"Ferrari F430 Spider 16M Scuderia."


"La fièvre jaune."
Le passage à un nouveau millénaire va se dérouler sans le moindre souci pour Ferrari, la 360 Modena va le matérialiser avec une auto facile à prendre en mains, bien finie et au tempérament de feu, le tout avec des lignes nouvelles douces mais fortement marquées.
C'est donc une sorte de grosse évolution de ce modèle que lance en 2004 Ferrari avec la F430. Si en filigrane on retrouve la ligne de la Modena, la face avant et la partie arrière sont les parties qui sont les plus modifiées. Fini les grands feux sous une large bulle et place à de fins optiques étirés vers le haut des ailes. A l'arrière, l'épais bandeau qui recevait auparavant les feux ronds est oublié, les quatre jolis "rubis" ont mincis et sont remontés de manière à déborder sur le haut des ailes arrières, magnifique touche de style inauguré sur l'exceptionnelle Enzo. Derrière, le moteur est toujours visible sous sa vitrine déjà vue sur la Modena, un spectacle qui ne laisse jamais personne indifférent. En dessous, un très large et haut diffuseur annonce la couleur, puissance et prestige d'une marque qui à cette époque brille en formule 1.

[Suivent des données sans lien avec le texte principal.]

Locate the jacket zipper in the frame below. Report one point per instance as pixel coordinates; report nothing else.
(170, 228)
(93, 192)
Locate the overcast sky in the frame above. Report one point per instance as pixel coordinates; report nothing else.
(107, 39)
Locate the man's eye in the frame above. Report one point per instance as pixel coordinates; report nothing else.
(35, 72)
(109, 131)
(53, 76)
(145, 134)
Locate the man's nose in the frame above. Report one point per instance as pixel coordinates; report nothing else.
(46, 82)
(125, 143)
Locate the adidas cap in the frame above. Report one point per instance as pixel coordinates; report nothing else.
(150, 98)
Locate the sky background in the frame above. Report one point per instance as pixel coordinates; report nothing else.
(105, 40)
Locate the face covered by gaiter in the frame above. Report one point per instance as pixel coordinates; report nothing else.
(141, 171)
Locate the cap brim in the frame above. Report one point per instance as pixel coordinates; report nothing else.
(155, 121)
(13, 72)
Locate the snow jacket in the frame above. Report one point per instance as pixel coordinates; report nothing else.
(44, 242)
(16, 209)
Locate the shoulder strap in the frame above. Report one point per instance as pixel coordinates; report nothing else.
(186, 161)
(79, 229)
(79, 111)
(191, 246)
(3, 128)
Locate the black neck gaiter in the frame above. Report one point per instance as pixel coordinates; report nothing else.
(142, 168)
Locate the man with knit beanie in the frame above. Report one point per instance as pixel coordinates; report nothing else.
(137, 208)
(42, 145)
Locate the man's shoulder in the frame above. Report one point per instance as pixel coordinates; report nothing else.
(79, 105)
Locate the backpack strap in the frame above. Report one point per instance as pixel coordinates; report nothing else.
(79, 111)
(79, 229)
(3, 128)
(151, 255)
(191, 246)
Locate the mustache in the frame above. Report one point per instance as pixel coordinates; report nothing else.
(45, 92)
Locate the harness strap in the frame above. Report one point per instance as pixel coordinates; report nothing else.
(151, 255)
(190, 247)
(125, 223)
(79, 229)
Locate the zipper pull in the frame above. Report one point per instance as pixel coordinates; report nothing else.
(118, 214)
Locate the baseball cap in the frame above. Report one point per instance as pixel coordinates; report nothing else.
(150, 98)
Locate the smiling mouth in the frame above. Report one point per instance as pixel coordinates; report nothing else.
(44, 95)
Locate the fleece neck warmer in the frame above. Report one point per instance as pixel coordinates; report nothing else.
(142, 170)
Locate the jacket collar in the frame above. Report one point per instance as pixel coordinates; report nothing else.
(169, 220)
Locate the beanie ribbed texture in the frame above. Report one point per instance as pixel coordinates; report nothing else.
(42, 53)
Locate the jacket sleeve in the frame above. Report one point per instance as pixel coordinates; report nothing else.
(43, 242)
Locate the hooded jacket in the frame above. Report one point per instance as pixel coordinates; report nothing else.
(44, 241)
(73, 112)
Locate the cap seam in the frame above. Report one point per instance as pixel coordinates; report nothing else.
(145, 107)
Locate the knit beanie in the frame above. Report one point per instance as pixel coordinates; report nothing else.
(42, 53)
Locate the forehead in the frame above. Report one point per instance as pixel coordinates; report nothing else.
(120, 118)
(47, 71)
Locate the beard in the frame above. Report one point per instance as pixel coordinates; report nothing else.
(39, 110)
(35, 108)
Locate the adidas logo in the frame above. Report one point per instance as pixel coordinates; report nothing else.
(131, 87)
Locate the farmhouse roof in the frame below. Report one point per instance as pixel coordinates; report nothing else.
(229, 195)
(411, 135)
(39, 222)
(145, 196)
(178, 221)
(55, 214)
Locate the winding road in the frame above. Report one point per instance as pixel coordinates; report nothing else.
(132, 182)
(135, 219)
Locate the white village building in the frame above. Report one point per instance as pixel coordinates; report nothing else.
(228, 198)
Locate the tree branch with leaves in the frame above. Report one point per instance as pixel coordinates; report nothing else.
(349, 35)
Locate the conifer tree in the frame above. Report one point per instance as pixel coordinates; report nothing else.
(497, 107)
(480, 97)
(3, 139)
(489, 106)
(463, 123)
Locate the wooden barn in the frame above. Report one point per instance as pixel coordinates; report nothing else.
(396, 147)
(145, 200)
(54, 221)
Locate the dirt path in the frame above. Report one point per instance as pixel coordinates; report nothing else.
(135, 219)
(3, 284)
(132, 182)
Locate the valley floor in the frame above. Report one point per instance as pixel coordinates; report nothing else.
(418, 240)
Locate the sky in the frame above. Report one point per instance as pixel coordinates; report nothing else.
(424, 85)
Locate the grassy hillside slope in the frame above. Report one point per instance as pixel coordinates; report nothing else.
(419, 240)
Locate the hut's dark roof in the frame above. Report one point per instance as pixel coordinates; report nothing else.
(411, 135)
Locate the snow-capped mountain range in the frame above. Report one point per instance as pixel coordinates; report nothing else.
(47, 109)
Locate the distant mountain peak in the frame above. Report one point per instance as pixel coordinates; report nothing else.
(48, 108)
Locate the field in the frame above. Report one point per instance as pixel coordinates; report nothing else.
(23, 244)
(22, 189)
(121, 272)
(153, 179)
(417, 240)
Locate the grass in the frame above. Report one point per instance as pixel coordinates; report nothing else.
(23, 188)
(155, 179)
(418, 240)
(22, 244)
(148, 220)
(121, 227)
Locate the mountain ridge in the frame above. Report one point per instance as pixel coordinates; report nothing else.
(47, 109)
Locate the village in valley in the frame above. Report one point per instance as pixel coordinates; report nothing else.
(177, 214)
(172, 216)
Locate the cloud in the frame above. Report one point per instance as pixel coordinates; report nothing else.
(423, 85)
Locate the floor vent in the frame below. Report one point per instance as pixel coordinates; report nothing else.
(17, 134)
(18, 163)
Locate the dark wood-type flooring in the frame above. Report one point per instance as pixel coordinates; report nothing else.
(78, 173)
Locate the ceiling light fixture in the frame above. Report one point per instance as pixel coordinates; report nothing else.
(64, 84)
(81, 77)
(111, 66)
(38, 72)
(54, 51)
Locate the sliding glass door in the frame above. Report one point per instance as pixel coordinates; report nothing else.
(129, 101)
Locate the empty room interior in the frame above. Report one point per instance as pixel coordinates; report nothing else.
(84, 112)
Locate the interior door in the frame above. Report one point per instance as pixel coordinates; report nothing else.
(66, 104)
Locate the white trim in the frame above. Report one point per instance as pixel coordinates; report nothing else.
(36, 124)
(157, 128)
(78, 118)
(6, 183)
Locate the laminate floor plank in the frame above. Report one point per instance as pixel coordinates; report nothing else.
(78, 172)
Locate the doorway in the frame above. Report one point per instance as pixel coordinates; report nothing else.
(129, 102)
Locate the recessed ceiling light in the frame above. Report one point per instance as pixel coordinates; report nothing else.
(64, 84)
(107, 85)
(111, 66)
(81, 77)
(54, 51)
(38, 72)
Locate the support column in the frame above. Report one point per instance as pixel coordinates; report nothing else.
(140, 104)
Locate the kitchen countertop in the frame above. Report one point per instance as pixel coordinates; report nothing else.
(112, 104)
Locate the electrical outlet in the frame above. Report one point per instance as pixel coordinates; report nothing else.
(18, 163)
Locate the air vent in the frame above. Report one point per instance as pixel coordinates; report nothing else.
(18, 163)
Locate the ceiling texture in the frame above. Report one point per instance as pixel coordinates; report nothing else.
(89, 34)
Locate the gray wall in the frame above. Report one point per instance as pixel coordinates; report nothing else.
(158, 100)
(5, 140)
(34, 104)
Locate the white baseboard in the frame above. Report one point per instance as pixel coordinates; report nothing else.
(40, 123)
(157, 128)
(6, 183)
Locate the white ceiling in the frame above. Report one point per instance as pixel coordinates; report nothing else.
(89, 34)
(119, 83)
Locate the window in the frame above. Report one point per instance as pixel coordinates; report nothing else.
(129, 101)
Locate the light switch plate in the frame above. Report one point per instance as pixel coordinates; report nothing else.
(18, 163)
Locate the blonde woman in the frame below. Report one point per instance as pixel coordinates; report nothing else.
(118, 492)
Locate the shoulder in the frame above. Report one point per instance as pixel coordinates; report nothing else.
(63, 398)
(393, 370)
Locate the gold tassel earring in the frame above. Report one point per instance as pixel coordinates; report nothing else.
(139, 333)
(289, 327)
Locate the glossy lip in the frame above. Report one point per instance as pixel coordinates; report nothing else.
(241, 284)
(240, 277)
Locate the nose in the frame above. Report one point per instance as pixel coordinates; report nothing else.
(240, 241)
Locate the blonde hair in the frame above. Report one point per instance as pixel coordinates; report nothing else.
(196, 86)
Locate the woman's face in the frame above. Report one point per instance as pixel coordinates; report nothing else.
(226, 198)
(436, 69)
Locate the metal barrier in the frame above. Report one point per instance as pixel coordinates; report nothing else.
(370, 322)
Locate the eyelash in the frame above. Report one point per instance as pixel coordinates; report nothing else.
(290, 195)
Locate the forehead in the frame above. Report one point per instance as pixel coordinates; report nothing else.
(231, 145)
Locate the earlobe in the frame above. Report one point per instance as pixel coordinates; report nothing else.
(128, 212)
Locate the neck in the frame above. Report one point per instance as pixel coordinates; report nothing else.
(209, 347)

Son moteur est partagé avec Maserati, c'est une évolution du V8 de la 360 Modena mais qui passe de 3.6 à 4.3 litres, la puissance affiche désormais 490 chevaux, ça cause. Pour se servir de cet incroyable joujou, place désormais à la boite "F1" robotisée, le client n'a plus le choix, la boite mécanique et sa grille sont désormais rangées au musée du Cavallino...sniff! Bon, vous le savez, j'adorais cette grille mais force est de constater que la boîte Ferrari à palettes au volant est un "must", ultra réactive, elle permet d'enchaîner les rapports à la vitesse de l'éclair et sans le moindre "trou", les performances en sont améliorées et son maniement fait l'unanimité. D'ailleurs côté chiffre, avec 21,6 secondes au kilomètre départ/arrêté et 315 Km/h en vitesse maxi, ils sont similaires à ceux d'une F40, la messe est dite. Sauf que là, adieu la brutalité et la rusticité de l'ancienne supercar, pire, un jeune permis n'aura aucun mal à la prendre en mais en usage quotidien tellement ces Ferrari de "l'an 2000" sont devenues domestiquées. Un choix assumé fait depuis longtemps par Porsche mais qui n’efface en rien la brutalité de l'engin une fois le pied droit plaqué à l'horizontal, une Ferrari reste une Ferrari et les clients (et clientes désormais) apprécient cette attention.
Viendra en 2007 l'arrivée de la version "Scuderia", allégée de 100 kilos et musclée de 20 kilos, elle restera la plus phénoménale de la gamme. Puis en 2008, la marque Italienne duplique le concept sur une version Spider qui prendra le nom de "16M" afin de célébrer son 16 ème titre en formule 1.
La recette est celle de la "Scuderia" en gros. Cette déclinaison cabriolet s'offre un large bouclier avant redessiné, une assise abaissée de 15 Millimètres, des jantes de 19 pouces et d'un pare-choc arrière à large diffuseur où les sorties d'échappement émanent de part et d'autre de la plaque d'immatriculation. des badges "16M" sont fixés sur les ailes avant et il est possible là encore de cocher bon nombre d'options de personnalisation qui font toujours exploser la facture...comme si elle n'était pas suffisamment chère à l'achat,
A bord on retrouve l'univers Ferrari avec un style plus "racing" où abonde la carbone et l'alcantara. L'équipement a été légèrement allégé et on a utilisé des matériaux qui font gagner un peu de poids, ce modèle pèse 80 kilos de moins que le classique Spider. Une plaque en métal précise que vous êtes à bord d'une version rare et limitée à 499 exemplaires.
Le V8 4.3 litres sort 510 chevaux pour un poids de 1340 kilos. La décapotable transalpine effectue un 0 à 100 en 3.7 secondes et peut monter à 315 Km/h. Le tout est obligatoirement lié à la boite robotisée aux passages éclair. Véritable sportive de grand caractère, cette version est l'une des plus désirable de la gamme F430 et un collector en puissance.
Celle-ci à été vendue neuve à Levallois le 28 septembre 2009 chez Charles Pozzi. La teinte jaune "Giallo Modena" lui va comme un gant. Elle dispose en option d'étriers de frein jaunes où encore de bagages spécifiques ainsi que d'habillages imitation carbone pou les parties basses. Avec 21.857 kilomètres, ce fort désirable joujou était estimé entre 330.000 et 380.000 mais restera invendue.